How are PAs indemnified in Primary Care

Physician associates working in general practice benefit from the same state-backed clinical negligence indemnity as their general practice colleagues.

There are two general practice indemnity (GPI) schemes, which you can read more about  on the GPI webpages on the NHS Resolution website:

  • Clinical Negligence Scheme for General Practice (CNSGP); and
  • Existing Liabilities Scheme for General Practice (ELSGP).

Whilst cover under both schemes is automatic, with no need to register and no need to pay, there are some things that the schemes do not cover and physician associates will need private indemnity cover for these.  This is especially true of the ELSGP where, as PAs will be covered under the ELSGP only if at the time of the incident giving rise to a claim, they were employed by a general practice where the partners were beneficiaries under the ELSGP.

 

How are PAs indemnified in Secondary Care

Physician associates working in secondary care are indemnified against clinical negligence through their employer’s membership of the Clinical Negligence Scheme for Trusts (CNST), administered by NHS Resolution. All NHS trusts are currently members of the scheme, as are a number of independent sector providers of NHS care. Make sure to check that your employer is a member.

If an employer is not a member, or the PA is involved in the private care of patients, they should check with the NHS or HSC body employer what indemnity is in place.

There are some things that the CNST scheme does not cover and you will need private indemnity cover for these. This includes access to personal regulatory and medico-legal support and advice. CNST only applies to NHS bodies in England, the devolved administrations have separate arrangements.

 

The supervisor and physician associate relationship

Physician associates' ability to practice medicine is enabled by collaboration and supportive working relationships with their clinical supervisor, meaning that there is always someone who can discuss cases, give advice, and attend to patients if necessary.

Supervision of a qualified Physician Associate is comparable to that of a doctor in training or a trust grade doctor, in that the physician associate is responsible for their actions and decisions; however the consultant is the clinician who is ultimately responsible for the patient. 

As a clinical supervisor there is also a responsibility for ongoing development of the PA including appraisal and development of a professional development plan (PDP).

The first year 

Employers of newly qualified physician associates, or of those who have just moved to a new specialty, may wish to offer a one year “internship” so that the physician associate is able to consolidate their core knowledge and skills, and demonstrate their competence in practice.

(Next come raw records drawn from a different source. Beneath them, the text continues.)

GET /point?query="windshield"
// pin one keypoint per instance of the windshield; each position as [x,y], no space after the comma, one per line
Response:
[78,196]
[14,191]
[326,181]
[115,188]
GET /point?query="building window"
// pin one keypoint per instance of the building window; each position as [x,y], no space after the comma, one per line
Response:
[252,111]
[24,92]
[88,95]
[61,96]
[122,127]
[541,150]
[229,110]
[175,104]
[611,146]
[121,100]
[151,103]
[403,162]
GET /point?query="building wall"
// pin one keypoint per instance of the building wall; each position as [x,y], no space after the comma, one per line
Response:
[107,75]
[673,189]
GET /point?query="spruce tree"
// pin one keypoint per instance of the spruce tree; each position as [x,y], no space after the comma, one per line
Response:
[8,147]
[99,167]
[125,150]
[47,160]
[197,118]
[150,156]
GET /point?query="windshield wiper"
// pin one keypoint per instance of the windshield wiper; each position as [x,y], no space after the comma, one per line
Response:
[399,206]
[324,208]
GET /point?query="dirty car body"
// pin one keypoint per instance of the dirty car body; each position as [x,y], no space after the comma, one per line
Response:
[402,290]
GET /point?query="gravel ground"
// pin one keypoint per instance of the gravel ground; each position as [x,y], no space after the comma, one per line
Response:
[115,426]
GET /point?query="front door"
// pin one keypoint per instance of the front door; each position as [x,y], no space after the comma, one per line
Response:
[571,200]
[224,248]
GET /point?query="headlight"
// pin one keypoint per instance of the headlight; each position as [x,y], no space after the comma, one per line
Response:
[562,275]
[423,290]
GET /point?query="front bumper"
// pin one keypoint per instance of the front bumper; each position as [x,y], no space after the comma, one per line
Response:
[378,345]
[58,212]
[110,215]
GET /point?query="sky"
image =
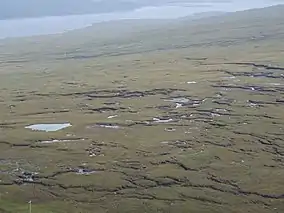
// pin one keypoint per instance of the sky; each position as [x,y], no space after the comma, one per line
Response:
[161,10]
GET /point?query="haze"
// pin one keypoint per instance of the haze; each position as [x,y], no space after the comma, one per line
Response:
[49,17]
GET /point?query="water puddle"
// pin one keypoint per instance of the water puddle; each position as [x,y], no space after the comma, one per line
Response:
[157,120]
[110,126]
[85,172]
[60,141]
[191,82]
[48,127]
[179,100]
[170,129]
[178,105]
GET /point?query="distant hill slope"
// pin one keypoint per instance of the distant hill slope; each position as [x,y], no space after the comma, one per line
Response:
[36,8]
[140,36]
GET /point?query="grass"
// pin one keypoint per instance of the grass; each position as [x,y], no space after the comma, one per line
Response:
[225,155]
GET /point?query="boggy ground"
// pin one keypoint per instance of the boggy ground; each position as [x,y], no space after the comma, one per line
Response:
[182,130]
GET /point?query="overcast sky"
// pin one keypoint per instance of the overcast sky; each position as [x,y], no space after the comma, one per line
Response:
[138,9]
[37,8]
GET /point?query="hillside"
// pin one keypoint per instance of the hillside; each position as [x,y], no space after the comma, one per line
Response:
[157,116]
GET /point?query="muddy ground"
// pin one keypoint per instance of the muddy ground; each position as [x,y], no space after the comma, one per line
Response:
[194,129]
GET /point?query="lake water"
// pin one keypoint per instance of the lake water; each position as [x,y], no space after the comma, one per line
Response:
[48,127]
[52,25]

During this period, they should be supervised more closely, have experiential leaning in the clinical area in which they are working, and should maintain a portfolio of cases and case discussions with clinicians which may also be reviewed with their clinical supervisor.

The  FPA Code of Conduct  may also be of use. As it sets out the key areas that the FPA deems of particular interest including, professionalism, knowledge, skills, risk analysis and communication.

This item will be of interest to all Physicians Associates (PAs) and outlines what the FPA would expect from a qualified PA working in a clinical setting.